Manuel Pellegrini's big-game failures were seen again at Anfield
There isn't a Manchester City fan alive, who would swap the victory on penalties over Liverpool at Wembley last Sunday for a better result at Anfield three days later. The Capital One Cup final win marked a third trophy in three years under Manuel Pellegrini and put a smile on supporters' faces after a hit-and-miss season.
However, that smile was long since forgotten on Wednesday as the stark reality of City's Premier League campaign hit home. Both sides had played 120 minutes in the final, having had a European match in the midweek before but, while City struggled, Liverpool had no issues in performing.
But as good as their opposition were at Anfield, City beat themselves. Not a single player for the away side put in a good performance -- with some more disastrously poor than others -- while the manager raised questions by making decisions on the touchline that were, at best, naive and careless.
Having watched Liverpool tear through his midfield like a knife through hot butter in the first half, Pellegrini decided to hook Raheem Sterling at the break and turn a man playing against his old club, who had been no worse than his peers, into a source of fun for the Liverpool fans.
Pellegrini also removed Fernandinho in order to bring on another striker and that move had two effects. It isolated Wilfried Bony and Kelechi Iheanacho alongside Sergio Aguero and also allowed the Merseysiders even more freedom through the middle.

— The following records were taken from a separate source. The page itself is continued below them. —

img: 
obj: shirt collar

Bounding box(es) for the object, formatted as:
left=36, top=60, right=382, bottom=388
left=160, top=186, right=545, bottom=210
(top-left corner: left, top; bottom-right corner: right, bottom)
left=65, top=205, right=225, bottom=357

It's baffling how City have managed to be both successful and go backwards under the Chilean's stewardship. It's hard to argue they've not regressed since he arrived in 2013, as a good first campaign is now being quickly overshadowed by increasingly limp displays.

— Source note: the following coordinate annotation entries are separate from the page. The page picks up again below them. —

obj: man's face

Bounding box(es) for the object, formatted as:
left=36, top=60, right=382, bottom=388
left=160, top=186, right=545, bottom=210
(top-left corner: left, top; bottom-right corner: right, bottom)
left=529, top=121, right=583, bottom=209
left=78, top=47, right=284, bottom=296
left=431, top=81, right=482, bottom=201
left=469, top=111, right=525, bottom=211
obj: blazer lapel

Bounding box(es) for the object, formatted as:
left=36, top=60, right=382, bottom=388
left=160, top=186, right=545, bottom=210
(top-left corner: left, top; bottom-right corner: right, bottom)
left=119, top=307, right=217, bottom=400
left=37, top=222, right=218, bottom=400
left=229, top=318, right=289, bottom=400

Yet after the match fans were treated to the same "we fight to the end" lines the club has used before, when in truth they haven't been fighting for some time.
It's nothing new for Pellegrini to have struggled in a big match, especially away from home. In his first year, he managed a point from visits to the other top four teams: Liverpool, Chelsea and Arsenal. At home things were better, winning two of three.
Last season, City won once in six matches against the other top four teams; only 10-man Manchester United fell to a defeat at the Etihad. Arsenal and Chelsea took points both home and away in the other fixtures, and there was also a humiliating loss at Old Trafford.
The pattern has continued in 2015-16. In 13 matches so far against teams in the top half of the Premier League, City have taken just nine points: Won two, drawn three and lost eight. Not since October have Pellegrini's men won back-to-back league games and the current run of three straight top-flight defeats is the first time that has happened since Mark Hughes was in charge of the club in 2008.
Five matches into this campaign, critics were raving about how City would walk the title. However, after a record of 15 points and no goals conceded from that opening run, just 32 points have been claimed from the next 22 fixtures.
It's not quite the six defeats in eight games Pellegrini oversaw in 2014-15, but it's not far off and City are currently on course for 66 points this season, which would be their lowest tally since 2008-09.
The club is still over-reliant on its stars of 2012 and, for whatever reason, they just haven't cut it for 18 months. For spells, Vincent Kompany, Yaya Toure, David Silva, and Sergio Aguero have been off-form or out of the team through injury. Those that have been brought in to deputise haven't been up to scratch and questions certainly need to be raised about transfers made since the last title win in 2014.
Now, the preseason title favourites face a battle to hang on to their position in the top four. That City are tied with a Manchester United team that has been ridiculed is a damning indictment on the job Pellegrini has done. Indeed, there's even a case to be made that United manager Louis Van Gaal has performed better, given the difference in quality between the respective squads.
It sounds like "spoilt-brat syndrome" from the City fans, who are complaining despite the manager's trophy haul, but there is something seriously wrong at the Etihad.
Had City not agreed a deal with Pep Guardiola to take over, there can't be much doubt that the Chilean would have been relieved of his duties some time ago. Are there any reasons to keep the Chilean until he steps down at the end of the season? A lack of available interim managers seems to be the only one.